Numerical Simulations of the Flow Past Cross-Flow Oscillating Circular Cylinders and Marine Riser Pipes

Presented in this paper is a comparison between numerical and experimental investigations of the Vortex-Induced Vibrations of a model scale marine riser pipe, length-to-diameter ratio of approximately 1400, that was subjected to sub-critical Reynolds number flows. The experiments, which were commissioned by the Norweigan Deepwater Programme, were carried out at Marintek’s Ocean Basin in Trondheim in 2003. The numerical simulations are performed using a coupled Computational Fluid-Structural dynamics code. The fluid flow is computed using Large Eddy Simulation, on multiple two-dimensional strips that are positioned at intervals along the length of the riser. The numerical riser response predictions are found to agree well with the experimental measurements.
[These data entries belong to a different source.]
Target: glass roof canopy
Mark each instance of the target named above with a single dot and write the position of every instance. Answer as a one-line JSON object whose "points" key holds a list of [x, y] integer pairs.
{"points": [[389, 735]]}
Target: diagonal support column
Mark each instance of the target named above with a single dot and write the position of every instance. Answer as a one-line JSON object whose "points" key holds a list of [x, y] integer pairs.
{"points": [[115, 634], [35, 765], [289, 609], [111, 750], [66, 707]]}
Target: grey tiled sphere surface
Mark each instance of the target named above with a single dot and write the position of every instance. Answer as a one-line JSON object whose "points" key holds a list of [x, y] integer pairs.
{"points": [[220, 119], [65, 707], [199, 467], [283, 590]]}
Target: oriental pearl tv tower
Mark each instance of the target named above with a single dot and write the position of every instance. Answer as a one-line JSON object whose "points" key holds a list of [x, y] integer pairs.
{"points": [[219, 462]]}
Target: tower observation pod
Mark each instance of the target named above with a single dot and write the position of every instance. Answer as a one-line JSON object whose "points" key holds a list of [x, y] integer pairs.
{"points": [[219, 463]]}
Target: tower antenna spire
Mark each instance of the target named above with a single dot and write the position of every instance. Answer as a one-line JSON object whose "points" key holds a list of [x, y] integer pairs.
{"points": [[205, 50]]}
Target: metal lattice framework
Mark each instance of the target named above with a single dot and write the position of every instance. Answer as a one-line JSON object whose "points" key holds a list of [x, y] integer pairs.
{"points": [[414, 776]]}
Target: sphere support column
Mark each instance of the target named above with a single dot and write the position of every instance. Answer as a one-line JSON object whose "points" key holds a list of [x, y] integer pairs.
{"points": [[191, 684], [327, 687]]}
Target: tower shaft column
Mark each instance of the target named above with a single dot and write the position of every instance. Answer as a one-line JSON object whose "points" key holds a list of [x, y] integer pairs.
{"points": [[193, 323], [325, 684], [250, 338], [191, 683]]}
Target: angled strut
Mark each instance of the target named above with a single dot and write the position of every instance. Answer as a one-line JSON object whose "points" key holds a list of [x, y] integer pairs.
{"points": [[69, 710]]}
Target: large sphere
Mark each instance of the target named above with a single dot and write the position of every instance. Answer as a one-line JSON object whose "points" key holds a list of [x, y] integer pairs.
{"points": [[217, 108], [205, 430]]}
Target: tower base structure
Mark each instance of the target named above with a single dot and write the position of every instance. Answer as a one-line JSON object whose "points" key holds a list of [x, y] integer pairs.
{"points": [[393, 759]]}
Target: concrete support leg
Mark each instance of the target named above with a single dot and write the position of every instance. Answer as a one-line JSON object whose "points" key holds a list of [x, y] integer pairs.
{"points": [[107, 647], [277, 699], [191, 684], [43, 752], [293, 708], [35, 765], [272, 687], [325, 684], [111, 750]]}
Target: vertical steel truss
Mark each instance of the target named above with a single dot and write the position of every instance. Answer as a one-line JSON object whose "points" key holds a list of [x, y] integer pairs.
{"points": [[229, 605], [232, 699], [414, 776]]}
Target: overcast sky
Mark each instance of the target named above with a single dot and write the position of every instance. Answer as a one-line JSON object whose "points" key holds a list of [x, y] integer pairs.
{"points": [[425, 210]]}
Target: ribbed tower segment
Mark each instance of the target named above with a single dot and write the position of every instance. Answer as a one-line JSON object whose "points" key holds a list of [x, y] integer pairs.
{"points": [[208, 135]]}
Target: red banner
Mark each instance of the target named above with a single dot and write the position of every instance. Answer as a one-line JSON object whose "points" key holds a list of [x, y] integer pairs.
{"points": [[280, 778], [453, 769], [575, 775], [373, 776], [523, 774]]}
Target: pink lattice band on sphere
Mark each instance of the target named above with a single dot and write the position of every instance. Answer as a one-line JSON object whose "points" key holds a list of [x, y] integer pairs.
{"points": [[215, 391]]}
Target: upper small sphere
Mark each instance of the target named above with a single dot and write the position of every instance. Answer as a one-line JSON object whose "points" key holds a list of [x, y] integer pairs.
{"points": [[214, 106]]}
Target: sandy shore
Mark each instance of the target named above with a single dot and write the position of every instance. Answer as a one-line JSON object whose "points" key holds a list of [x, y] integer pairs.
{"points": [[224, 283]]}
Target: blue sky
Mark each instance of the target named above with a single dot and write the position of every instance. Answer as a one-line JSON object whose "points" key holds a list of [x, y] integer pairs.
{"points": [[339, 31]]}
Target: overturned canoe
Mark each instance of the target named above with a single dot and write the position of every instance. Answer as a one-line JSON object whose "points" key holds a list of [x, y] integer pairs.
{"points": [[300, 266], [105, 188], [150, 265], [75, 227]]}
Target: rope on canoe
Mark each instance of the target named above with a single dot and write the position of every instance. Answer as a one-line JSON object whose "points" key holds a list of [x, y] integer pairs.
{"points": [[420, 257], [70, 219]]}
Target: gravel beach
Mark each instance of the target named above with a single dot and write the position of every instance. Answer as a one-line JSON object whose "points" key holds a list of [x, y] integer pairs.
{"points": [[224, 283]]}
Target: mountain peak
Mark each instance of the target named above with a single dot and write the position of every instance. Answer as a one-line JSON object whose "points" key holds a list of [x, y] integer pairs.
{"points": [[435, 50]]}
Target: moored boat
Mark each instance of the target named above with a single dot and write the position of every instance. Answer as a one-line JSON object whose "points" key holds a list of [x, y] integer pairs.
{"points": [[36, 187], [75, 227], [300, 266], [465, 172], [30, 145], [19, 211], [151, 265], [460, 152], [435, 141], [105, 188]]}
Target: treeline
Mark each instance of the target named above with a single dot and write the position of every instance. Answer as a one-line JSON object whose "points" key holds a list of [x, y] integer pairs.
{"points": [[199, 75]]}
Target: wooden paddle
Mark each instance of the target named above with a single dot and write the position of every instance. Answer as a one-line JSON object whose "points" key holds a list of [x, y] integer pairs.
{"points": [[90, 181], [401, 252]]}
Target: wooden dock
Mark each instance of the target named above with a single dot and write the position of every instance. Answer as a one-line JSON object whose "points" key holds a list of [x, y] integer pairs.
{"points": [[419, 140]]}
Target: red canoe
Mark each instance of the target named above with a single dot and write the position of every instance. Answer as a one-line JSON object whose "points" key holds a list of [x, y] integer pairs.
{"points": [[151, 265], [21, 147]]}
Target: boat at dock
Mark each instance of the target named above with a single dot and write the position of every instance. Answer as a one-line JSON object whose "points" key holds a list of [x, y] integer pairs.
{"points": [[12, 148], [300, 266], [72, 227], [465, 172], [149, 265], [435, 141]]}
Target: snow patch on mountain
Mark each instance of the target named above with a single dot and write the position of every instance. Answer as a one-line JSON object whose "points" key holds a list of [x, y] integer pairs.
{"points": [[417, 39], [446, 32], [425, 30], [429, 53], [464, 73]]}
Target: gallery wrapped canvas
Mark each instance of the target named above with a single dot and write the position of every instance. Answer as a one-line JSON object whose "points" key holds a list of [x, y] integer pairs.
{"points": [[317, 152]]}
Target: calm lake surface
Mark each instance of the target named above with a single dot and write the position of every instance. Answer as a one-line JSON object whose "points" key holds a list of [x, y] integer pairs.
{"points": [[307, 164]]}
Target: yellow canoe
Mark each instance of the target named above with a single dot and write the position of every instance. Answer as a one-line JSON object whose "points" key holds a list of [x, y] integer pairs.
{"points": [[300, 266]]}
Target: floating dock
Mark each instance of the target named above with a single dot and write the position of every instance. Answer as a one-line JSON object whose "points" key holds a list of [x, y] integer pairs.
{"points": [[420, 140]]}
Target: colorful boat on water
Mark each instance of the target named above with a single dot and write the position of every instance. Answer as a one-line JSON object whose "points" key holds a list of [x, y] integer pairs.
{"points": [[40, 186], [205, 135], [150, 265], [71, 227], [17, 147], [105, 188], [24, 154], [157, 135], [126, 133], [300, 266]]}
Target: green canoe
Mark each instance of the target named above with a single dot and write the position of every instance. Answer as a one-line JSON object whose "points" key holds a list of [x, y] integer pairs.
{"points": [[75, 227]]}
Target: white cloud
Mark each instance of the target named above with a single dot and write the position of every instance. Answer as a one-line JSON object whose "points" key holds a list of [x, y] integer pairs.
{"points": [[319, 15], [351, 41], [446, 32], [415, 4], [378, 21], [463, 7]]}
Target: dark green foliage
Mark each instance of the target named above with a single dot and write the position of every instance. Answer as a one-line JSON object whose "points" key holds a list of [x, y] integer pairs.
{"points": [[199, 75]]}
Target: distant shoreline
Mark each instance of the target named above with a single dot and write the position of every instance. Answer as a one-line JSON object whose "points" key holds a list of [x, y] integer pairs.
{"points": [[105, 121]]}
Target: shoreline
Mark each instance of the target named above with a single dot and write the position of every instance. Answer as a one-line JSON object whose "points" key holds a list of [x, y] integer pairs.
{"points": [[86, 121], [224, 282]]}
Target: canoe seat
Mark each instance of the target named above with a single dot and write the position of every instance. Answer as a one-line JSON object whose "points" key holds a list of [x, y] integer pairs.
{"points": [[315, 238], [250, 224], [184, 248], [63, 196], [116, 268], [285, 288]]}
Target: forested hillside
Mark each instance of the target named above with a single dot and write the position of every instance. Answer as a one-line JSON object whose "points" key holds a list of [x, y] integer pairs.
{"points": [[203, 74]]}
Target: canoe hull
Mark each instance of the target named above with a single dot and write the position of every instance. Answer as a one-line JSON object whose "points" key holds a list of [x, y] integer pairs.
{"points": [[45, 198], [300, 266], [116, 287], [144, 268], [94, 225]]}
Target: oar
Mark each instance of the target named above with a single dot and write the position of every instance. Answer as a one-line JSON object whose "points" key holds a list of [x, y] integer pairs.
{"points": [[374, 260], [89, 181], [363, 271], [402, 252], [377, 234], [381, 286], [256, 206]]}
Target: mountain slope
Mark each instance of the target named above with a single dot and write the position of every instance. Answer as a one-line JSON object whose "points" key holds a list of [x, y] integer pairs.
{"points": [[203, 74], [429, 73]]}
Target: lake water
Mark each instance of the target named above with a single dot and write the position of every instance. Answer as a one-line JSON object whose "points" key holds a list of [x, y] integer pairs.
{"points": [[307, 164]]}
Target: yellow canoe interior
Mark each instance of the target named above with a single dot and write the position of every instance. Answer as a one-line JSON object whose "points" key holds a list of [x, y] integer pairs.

Of particular note was the occurrence in the simulations of harmonic responses at multiples of the principal oscillation frequency; in the cross-flow direction at three and five times the cross-flow oscillation frequency, and in the in-line direction at two and three times the in-line oscillation frequency. Also presented in the paper are the results of a rigorous benchmarking of the code’s two-dimensional flow solver against high-quality data from forced cross-flow oscillation experiments performed at sub-critical Reynolds numbers; the code predicted the lift force and phase angle variations well, although agreement in the mean drag force variation was less good.